Bloc Party at the Orpheum Theatre on March 28

A review of Bloc Party at the Orpheum Theatre on March 28, 2007

, Staff Writer

Kele Okereke, front man of Bloc party, started off the show at the Orpheum with a song from their new album A Weekend in the City, singing, “I am trying to be heroic / in an age of modernity” from “Song for Clay (Disappear Here).” This grandiose ambition has been compared to a certain Irish lead singer who is fond of protective eyewear. Bloc Party’s live show proved this comparison somewhat fair, as the band performs a bit like U2, if they were still hungry (and if they had a ridiculously talented drummer).

The band wasted no time, immediately ratcheting up the excitement with “Positive Tension” and “Blue Light” from their outstanding debut Silent Alarm. The crowd received the old favorites enthusiastically, but it was during two more new songs that Bloc Party truly hit their stride. By the end of “Hunting for Witches” and “Waiting for the 7:18” the band was at locomotive speed, driven by Matt Tong’s scarily precise and powerful drumming. Much audience dancing ensued.

“Banquet” exposed another U2-esque component of the concert, a well executed light show which reflected the frenetic pace of the song and capitalized on its burst of energy with a combination of scattered colored lights and blinding white bursts. It was followed by the romantic part of the evening, the beautiful lead single “I Still Remember” and the equally beautiful but more expressive “This Modern Love,” both rendered flawlessly by Okereke.

Less noticed, but nonetheless important were the backing vocals of bassist Gordon Moakes, whose deep voice provided the perfect counterpoint for Okereke’s soaring highs. They collaborated well on “The Prayer,” a huge tune that rode lead guitarist Russell Lissack’s heavy fuzzed-out line.

The first half of “Uniform” served as the night’s lone ballad, with Okereke sweetly lamenting the prevalent desire for conformity among teenagers. It didn’t stay sweet for long though, as Tong and company kicked into overdrive for the second half, absolutely blowing the roof off of the theatre. Bloc Party’s ability to harness the power of their sound and release it gradually as a song builds is remarkable. The songs of A Weekend in the City best make use of this talent.

After the encore break, Moakes joined Tong on a second drum set for “Sunday,” although Tong, by this point shirtless, didn’t seem to need much help. For “She’s Hearing Voices” Okereke ditched his guitar and danced in the crowd. An anthemic “Pioneers” and an exultant “Helicopter” rounded out the excellent show.

Bloc Party are arena-ready, but the classical architecture of the Orpheum, with its massive columns, vaulted ceilings, and intricate carvings seemed much more in line with the larger than life but oh-so carefully crafted songs.

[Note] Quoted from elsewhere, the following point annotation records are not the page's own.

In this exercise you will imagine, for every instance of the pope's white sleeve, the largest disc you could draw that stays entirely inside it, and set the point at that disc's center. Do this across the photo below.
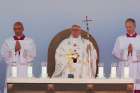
(120, 54)
(60, 60)
(30, 52)
(6, 53)
(94, 59)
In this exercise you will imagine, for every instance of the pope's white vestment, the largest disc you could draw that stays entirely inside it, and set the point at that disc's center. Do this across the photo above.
(26, 55)
(75, 58)
(120, 51)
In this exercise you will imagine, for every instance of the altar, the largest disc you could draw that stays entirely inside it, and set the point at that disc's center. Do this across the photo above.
(44, 85)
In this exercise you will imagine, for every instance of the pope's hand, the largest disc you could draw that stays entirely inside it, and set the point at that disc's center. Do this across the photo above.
(17, 46)
(130, 49)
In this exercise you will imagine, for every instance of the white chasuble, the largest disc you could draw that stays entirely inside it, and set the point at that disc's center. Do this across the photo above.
(75, 58)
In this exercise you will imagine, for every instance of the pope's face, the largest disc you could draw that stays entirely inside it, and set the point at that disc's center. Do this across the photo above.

If the U2 comparisons are justified, (which I think they might be) then witnessing Bloc Party while they are still on the way up was a rare treat.

Getting opening act Albert Hammond Jr. of The Strokes in the deal was a bonus, as he led the night off with songs from his solo debut Yours to Keep. Sounding much like his other band, but with layered harmonies and a much sunnier disposition, Hammond’s highlights included set opener “Everyone Gets A Star,” the syncopated “Holiday,” and the lush “Scared.” Had we never heard of The Strokes, Hammond would most definitely be a star in his own right.